Dans une vallée bucolique à une grosse heure de New York, la plus vieille cave à vin des États-Unis est en pleine expansion, offrant des vins de qualité dignes de la Maison Blanche, mais aussi d'étonnantes boissons alcoolisées.

Créé en 1839 par un immigrant français protestant, Jean Jacques, le domaine «Brotherhood» (Fraternité) a survécu à la Prohibition (1920-1933), grâce à la production de vin de messe, puis à un grave incendie en 1999. Il n'a jamais cessé de produire.

Après deux changements de propriétaire, à la fin du XIXe siècle et au début du XXe, le domaine est possédé depuis 1987 par un groupe d'investisseurs chiliens, et dirigé par le viticulteur et oenologue chilien César Baeza.

«Nous faisions du vin avant même que la Californie ne fasse partie des États-Unis» (en 1848), sourit-il, comparant l'expérience de «Brotherhood» et celle des producteurs de la Napa Valley en Californie.

«Brotherhood» figure dans le registre national des lieux historiques des États-Unis, liste officielle des lieux méritant d'être préservés.

Son histoire est intimement liée à celle de Washingtonville, petite bourgade de quelque 6000 habitants, à environ 100 km de New York, où Jacques avait planté ses premières vignes en 1837.

De ce passé, Washingtonville ne conserve aujourd'hui que la cave à vins, les chais où sont entreposés les tonneaux où vieillissent les millésimes.

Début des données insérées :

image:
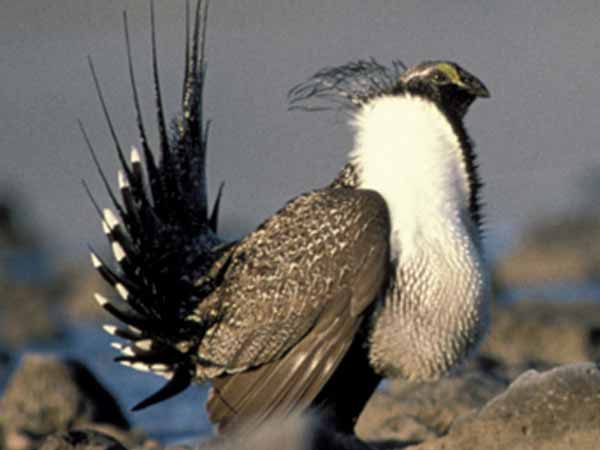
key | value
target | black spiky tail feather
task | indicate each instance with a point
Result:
(163, 237)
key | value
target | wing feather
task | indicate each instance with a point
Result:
(291, 375)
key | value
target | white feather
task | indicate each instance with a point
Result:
(110, 329)
(118, 251)
(110, 218)
(123, 183)
(122, 290)
(406, 150)
(95, 261)
(135, 156)
(100, 299)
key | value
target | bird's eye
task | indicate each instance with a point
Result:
(439, 78)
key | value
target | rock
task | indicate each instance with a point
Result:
(81, 440)
(46, 395)
(553, 410)
(526, 333)
(26, 315)
(561, 249)
(411, 412)
(294, 433)
(78, 287)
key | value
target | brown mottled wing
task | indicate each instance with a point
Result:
(310, 326)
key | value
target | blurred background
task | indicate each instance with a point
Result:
(537, 137)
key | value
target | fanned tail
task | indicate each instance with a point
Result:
(163, 236)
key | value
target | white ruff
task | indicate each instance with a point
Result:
(407, 151)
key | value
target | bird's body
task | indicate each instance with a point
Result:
(377, 274)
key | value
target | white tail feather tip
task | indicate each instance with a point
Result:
(100, 299)
(95, 261)
(135, 156)
(110, 329)
(141, 367)
(122, 290)
(110, 218)
(123, 183)
(118, 251)
(145, 345)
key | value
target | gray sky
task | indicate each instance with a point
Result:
(537, 134)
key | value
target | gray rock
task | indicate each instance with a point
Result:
(409, 412)
(81, 440)
(26, 314)
(561, 249)
(46, 395)
(528, 333)
(553, 410)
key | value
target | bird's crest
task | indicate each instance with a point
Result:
(345, 87)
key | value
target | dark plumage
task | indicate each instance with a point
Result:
(302, 312)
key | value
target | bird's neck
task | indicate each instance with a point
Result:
(407, 151)
(435, 307)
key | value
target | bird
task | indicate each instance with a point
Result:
(380, 273)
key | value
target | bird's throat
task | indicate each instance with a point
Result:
(407, 151)
(434, 311)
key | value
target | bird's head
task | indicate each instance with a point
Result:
(355, 84)
(444, 82)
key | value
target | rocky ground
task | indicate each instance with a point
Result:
(534, 384)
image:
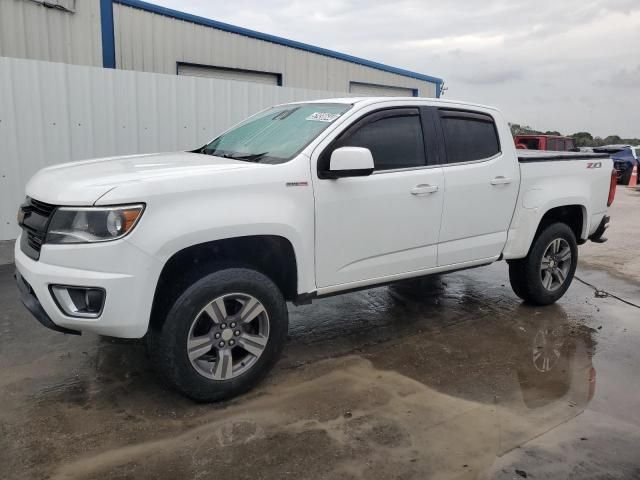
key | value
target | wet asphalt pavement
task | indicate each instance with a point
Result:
(448, 378)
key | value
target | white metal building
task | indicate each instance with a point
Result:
(92, 78)
(136, 35)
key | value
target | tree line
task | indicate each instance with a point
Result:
(580, 139)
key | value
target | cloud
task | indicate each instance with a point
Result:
(499, 52)
(496, 77)
(626, 78)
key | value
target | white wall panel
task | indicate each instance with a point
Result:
(54, 112)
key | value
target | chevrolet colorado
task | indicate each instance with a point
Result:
(200, 251)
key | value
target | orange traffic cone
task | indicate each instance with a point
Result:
(633, 181)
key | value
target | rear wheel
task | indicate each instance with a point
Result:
(222, 335)
(544, 275)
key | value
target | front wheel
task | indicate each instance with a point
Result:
(544, 275)
(222, 335)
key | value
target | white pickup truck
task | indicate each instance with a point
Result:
(200, 251)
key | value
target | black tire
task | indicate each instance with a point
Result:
(525, 275)
(168, 344)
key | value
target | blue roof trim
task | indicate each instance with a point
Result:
(168, 12)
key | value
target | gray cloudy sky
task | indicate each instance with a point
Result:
(568, 65)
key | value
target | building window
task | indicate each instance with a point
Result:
(63, 5)
(224, 73)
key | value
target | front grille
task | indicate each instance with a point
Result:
(34, 225)
(42, 208)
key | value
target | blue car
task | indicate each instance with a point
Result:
(624, 161)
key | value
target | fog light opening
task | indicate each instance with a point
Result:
(81, 302)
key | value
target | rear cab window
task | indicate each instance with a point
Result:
(469, 136)
(394, 136)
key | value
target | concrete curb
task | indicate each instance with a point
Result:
(6, 252)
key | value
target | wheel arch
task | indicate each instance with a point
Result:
(574, 215)
(271, 255)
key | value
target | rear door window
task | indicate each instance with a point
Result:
(469, 136)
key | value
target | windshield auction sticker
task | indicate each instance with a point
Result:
(323, 117)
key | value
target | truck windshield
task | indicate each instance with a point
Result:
(276, 135)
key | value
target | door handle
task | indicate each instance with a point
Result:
(424, 189)
(500, 180)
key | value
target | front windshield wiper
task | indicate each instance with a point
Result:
(254, 157)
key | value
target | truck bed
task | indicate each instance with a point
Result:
(527, 156)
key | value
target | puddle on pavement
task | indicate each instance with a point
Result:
(432, 379)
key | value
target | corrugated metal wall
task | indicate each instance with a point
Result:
(150, 42)
(30, 30)
(54, 112)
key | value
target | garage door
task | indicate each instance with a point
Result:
(371, 90)
(228, 74)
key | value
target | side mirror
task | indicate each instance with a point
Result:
(350, 162)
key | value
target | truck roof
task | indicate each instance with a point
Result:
(370, 100)
(538, 135)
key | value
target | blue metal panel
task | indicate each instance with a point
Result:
(187, 17)
(108, 36)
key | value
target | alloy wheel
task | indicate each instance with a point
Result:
(555, 265)
(228, 336)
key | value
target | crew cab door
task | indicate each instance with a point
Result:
(482, 179)
(385, 224)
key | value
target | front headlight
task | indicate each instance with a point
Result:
(92, 224)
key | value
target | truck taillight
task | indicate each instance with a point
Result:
(612, 187)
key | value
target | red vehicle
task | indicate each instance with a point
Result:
(544, 142)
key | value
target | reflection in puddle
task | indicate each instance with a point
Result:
(429, 379)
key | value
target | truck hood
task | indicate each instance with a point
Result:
(83, 183)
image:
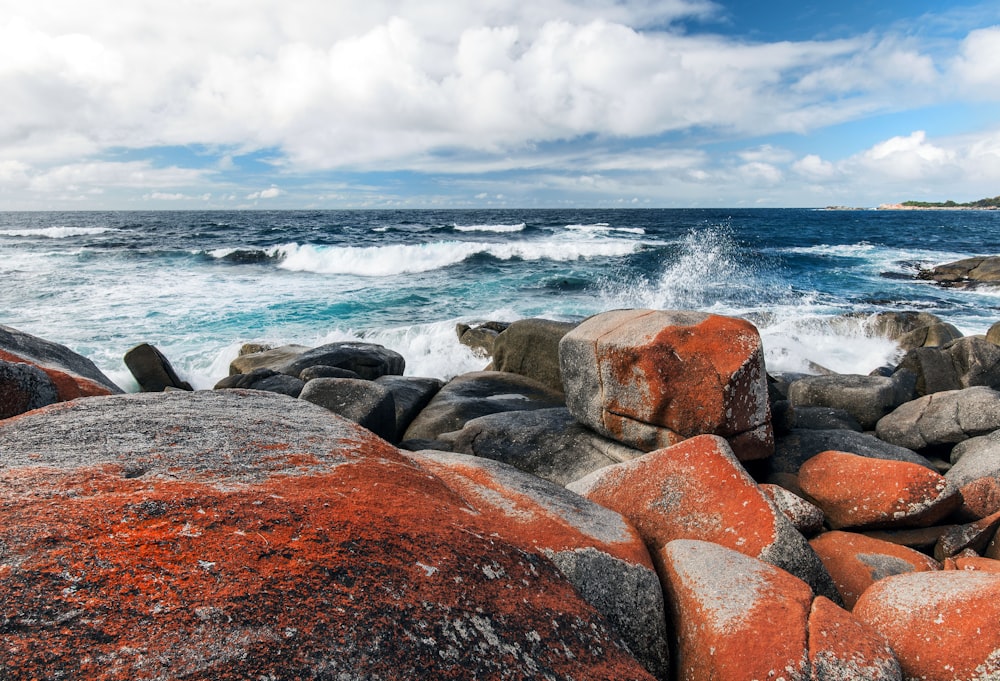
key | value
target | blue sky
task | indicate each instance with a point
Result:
(432, 103)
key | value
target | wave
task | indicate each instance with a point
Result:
(381, 261)
(501, 229)
(57, 232)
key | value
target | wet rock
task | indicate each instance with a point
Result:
(941, 625)
(72, 374)
(24, 387)
(530, 347)
(650, 379)
(697, 489)
(856, 561)
(942, 418)
(549, 443)
(476, 394)
(152, 370)
(866, 398)
(595, 548)
(367, 403)
(243, 534)
(856, 491)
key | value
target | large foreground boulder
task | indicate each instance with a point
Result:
(650, 379)
(248, 535)
(72, 374)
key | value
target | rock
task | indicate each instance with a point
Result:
(842, 648)
(942, 625)
(367, 360)
(653, 378)
(697, 489)
(866, 398)
(975, 472)
(856, 561)
(263, 379)
(247, 535)
(72, 374)
(807, 518)
(548, 443)
(410, 395)
(259, 356)
(941, 418)
(856, 491)
(367, 403)
(152, 370)
(476, 394)
(823, 418)
(24, 387)
(800, 445)
(963, 363)
(530, 347)
(595, 548)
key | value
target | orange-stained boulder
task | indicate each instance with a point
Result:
(942, 625)
(652, 378)
(734, 617)
(73, 375)
(600, 553)
(248, 535)
(856, 491)
(841, 648)
(698, 490)
(856, 562)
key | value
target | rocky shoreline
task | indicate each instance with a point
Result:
(631, 497)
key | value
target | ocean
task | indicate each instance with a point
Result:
(200, 284)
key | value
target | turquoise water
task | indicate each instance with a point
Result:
(199, 284)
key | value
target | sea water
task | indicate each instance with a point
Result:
(200, 284)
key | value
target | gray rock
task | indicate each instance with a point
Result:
(548, 443)
(410, 395)
(365, 402)
(530, 347)
(866, 398)
(24, 387)
(48, 355)
(942, 418)
(800, 445)
(477, 394)
(367, 360)
(152, 370)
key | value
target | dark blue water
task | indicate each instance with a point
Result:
(198, 284)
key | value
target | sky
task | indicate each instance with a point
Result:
(267, 104)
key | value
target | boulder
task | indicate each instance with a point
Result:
(367, 403)
(866, 398)
(857, 491)
(942, 418)
(248, 535)
(410, 395)
(856, 561)
(530, 347)
(256, 356)
(942, 625)
(548, 443)
(963, 363)
(476, 394)
(24, 387)
(263, 379)
(367, 360)
(697, 489)
(975, 472)
(653, 378)
(800, 445)
(595, 548)
(152, 370)
(72, 374)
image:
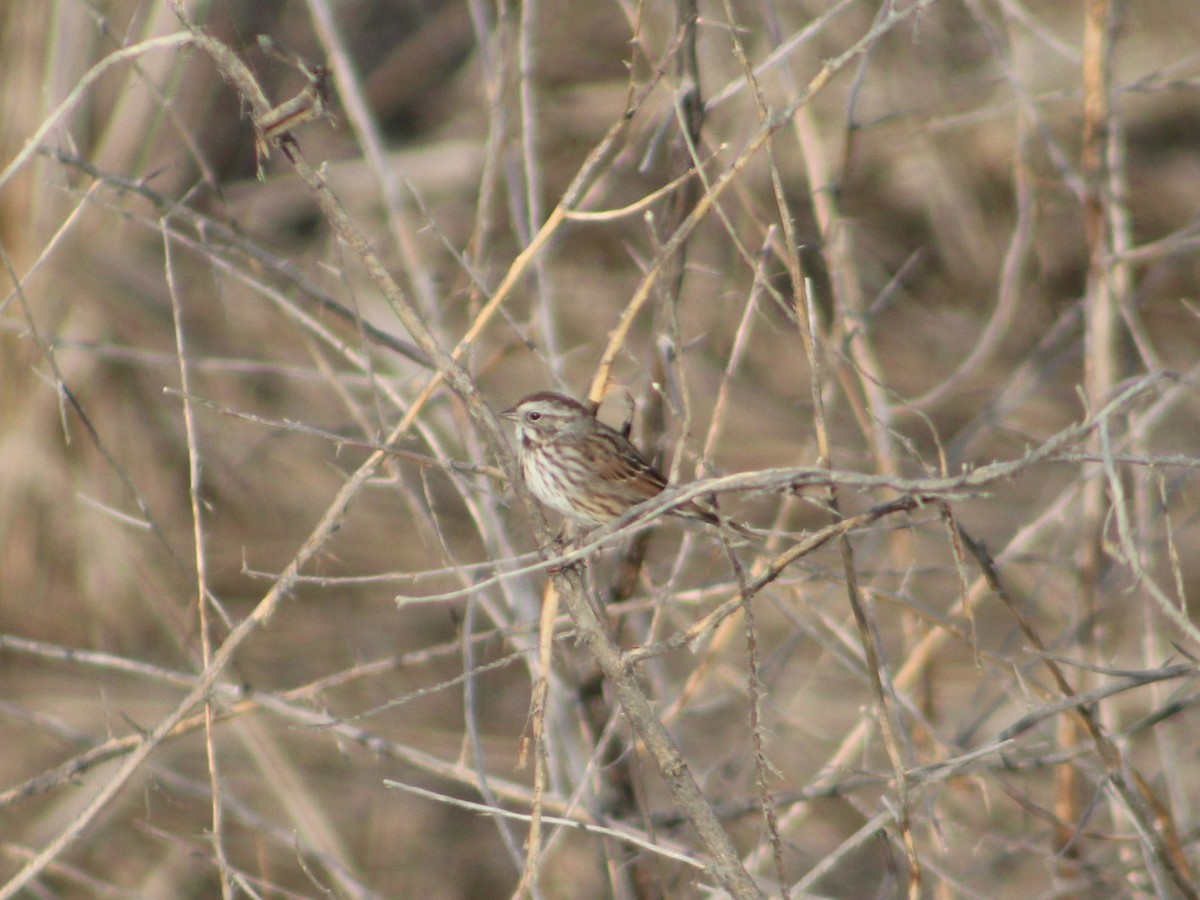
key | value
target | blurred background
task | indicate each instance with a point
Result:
(995, 205)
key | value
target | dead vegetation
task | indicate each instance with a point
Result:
(909, 287)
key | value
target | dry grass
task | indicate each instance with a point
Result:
(965, 411)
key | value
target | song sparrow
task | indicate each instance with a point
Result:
(580, 467)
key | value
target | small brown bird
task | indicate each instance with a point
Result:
(580, 467)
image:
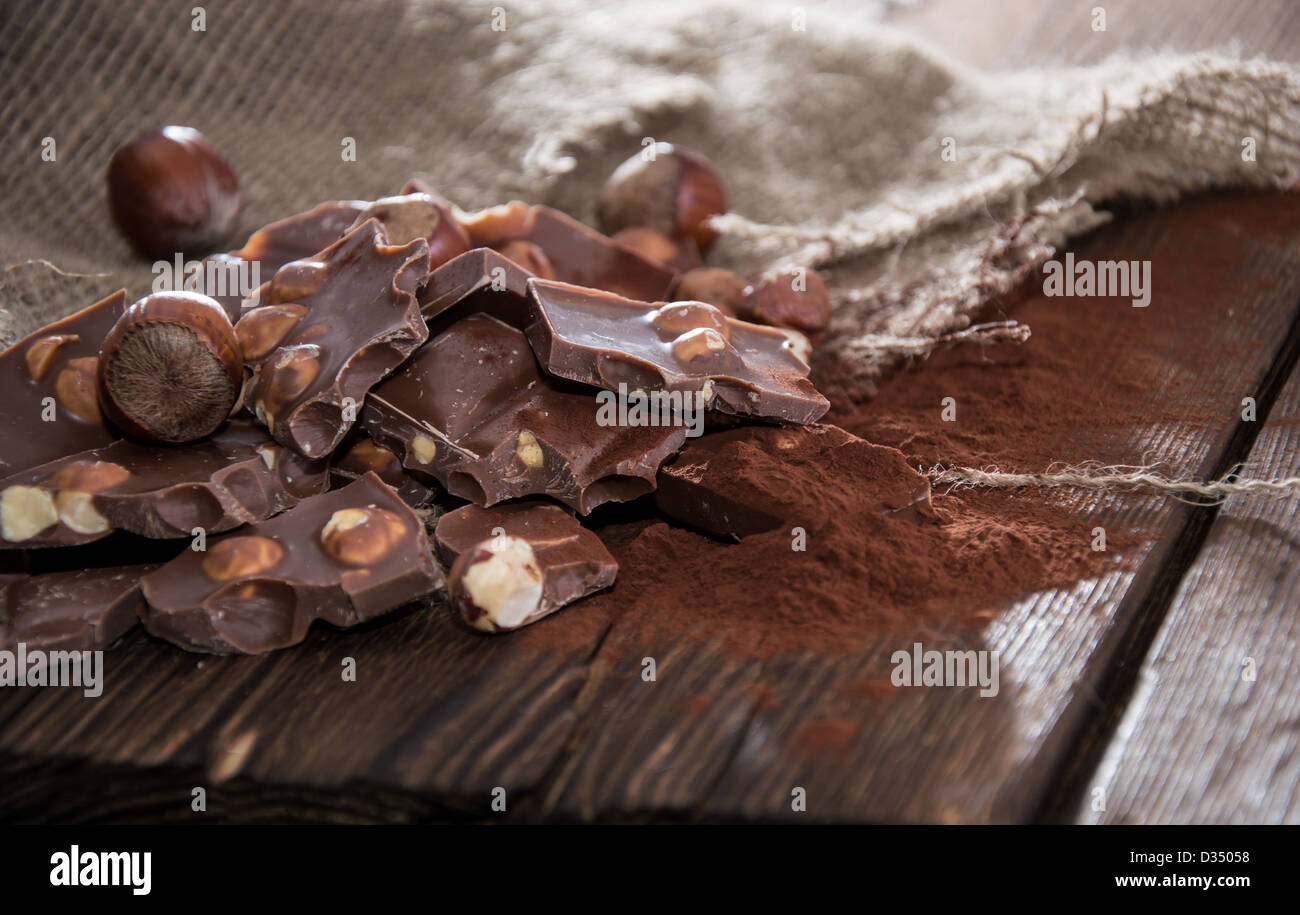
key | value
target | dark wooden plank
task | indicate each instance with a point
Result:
(947, 755)
(1201, 742)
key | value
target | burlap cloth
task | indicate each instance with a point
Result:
(830, 138)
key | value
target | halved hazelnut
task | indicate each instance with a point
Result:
(498, 224)
(677, 317)
(425, 447)
(77, 511)
(241, 556)
(697, 345)
(25, 511)
(497, 585)
(362, 536)
(74, 389)
(528, 451)
(42, 352)
(263, 329)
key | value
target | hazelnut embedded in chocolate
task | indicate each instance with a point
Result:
(497, 585)
(170, 191)
(720, 289)
(170, 369)
(670, 189)
(788, 298)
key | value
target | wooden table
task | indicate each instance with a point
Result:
(1162, 692)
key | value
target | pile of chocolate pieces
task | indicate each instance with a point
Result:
(402, 352)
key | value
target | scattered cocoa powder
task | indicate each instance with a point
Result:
(1082, 389)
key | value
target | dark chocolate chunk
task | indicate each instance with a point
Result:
(516, 563)
(472, 410)
(271, 247)
(477, 281)
(51, 400)
(345, 556)
(754, 478)
(86, 610)
(603, 339)
(237, 476)
(360, 455)
(583, 256)
(325, 330)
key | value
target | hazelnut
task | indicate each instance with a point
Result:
(263, 329)
(25, 511)
(77, 511)
(42, 352)
(170, 368)
(498, 224)
(241, 556)
(722, 289)
(425, 447)
(677, 317)
(170, 193)
(74, 389)
(362, 536)
(698, 345)
(679, 254)
(497, 585)
(671, 189)
(788, 298)
(412, 216)
(528, 451)
(528, 256)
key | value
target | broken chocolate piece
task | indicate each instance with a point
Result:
(86, 610)
(603, 339)
(271, 247)
(477, 281)
(583, 256)
(472, 410)
(360, 455)
(325, 330)
(345, 556)
(51, 402)
(516, 563)
(155, 490)
(746, 481)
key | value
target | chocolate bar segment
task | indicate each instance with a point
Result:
(271, 247)
(360, 455)
(477, 281)
(603, 339)
(325, 330)
(516, 563)
(472, 410)
(235, 476)
(746, 481)
(86, 610)
(51, 403)
(583, 256)
(345, 556)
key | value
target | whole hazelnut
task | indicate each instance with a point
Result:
(170, 368)
(172, 193)
(666, 187)
(679, 254)
(788, 298)
(722, 289)
(497, 585)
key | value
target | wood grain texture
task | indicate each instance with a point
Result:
(438, 716)
(1201, 742)
(866, 751)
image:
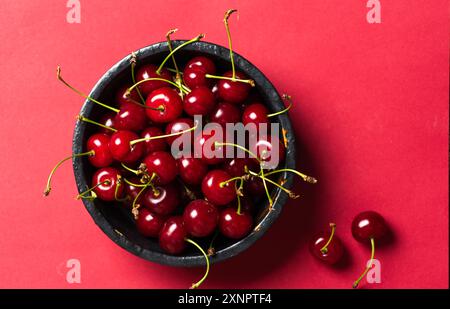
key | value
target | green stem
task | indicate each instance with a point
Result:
(196, 39)
(48, 188)
(197, 284)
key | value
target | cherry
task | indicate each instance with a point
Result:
(368, 225)
(149, 71)
(177, 126)
(255, 113)
(326, 246)
(224, 113)
(172, 235)
(192, 170)
(165, 105)
(121, 149)
(200, 101)
(148, 223)
(217, 188)
(233, 91)
(234, 225)
(155, 144)
(123, 99)
(107, 119)
(163, 165)
(162, 200)
(131, 117)
(99, 144)
(104, 184)
(195, 77)
(200, 218)
(203, 63)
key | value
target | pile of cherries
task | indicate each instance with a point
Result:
(177, 199)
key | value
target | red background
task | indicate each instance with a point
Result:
(371, 114)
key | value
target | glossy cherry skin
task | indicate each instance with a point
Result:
(158, 144)
(148, 223)
(335, 249)
(163, 200)
(236, 167)
(233, 92)
(192, 170)
(224, 113)
(120, 148)
(149, 71)
(107, 119)
(255, 113)
(106, 191)
(367, 225)
(172, 236)
(233, 225)
(167, 99)
(195, 77)
(102, 156)
(214, 192)
(130, 117)
(200, 218)
(122, 99)
(203, 63)
(200, 101)
(163, 165)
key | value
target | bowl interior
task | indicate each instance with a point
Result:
(115, 219)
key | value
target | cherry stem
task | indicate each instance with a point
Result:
(197, 284)
(127, 93)
(234, 79)
(133, 78)
(324, 249)
(48, 188)
(58, 75)
(146, 139)
(196, 39)
(230, 47)
(356, 283)
(82, 194)
(84, 119)
(303, 176)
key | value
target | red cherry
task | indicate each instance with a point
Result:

Les vignes de «Brotherhood» sont éparpillées dans la vallée de l'Hudson, dans le secteur des Finger Lakes, des lacs très étroits au nord de l'État de New York, et à Long Island, à l'est de la ville de New York.

Le vin de la garce heureuse

«Nous sommes en expansion, nous sommes en train d'agrandir nos installations, avec la construction d'une cave de fermentation. Actuellement nous fournissons quelque 200 000 caisses de quatre bouteilles de vin chacune»,  explique César Baeza, 61 ans, en faisant visiter les tunnels obscurs et frais où sont entreposés tonneaux et bouteilles en cours de maturation.

«Brotherhood» produit des vins «classiques» de qualité, Riesling, Pinot Noir et Chardonnay, et des vins mousseux. Certains ont eu les honneurs de la Maison Blanche.

Il y a seulement quelques semaines, raconte César Baeza, son Cabernet Sauvignon a été servi lors d'un dîner de la secrétaire d'État Hillary Clinton avec plusieurs de ses prédécesseurs.

«Le chef, qui est de New York, a décidé d'inclure notre vin dans son repas. Et cela a été une agréable surprise. Beaucoup de gens ne savent pas qu'on produit du vin de qualité si près de Manhattan».

Mais en plus de cette production traditionnelle, «Brotherhood» accueille aussi des projets plus «fous» d'autres producteurs, telle une «Senor sangria», sangria haut de gamme à base de vin blanc ou rouge et de pulpe de fruits intégrée dans la bouteille.

Autre produit, «le vin de la garce heureuse», une marque déposée qui vise le marché des femmes voulant oublier une déception sentimentale...

«Ce sont des personnes qui arrivent avec une idée, et veulent la concrétiser. Et je leur dis oui. La plupart du temps, je n'aurais jamais imaginé de tels produits», explique César Baeza, qui dit respecter l'humour et l'imagination de ces producteurs, dans un monde du vin souvent sophistiqué et parfois incompréhensible pour le consommateur de base.

«Nous avons l'avantage d'être dans un marché très diversifié. Si nous attaquons ces niches, nous avons beaucoup d'opportunités pour nous développer», se réjouit l'expert chilien, qui a étudié à l'université du Chili, à l'université de Californie, Davis, ainsi qu'en Espagne et en France.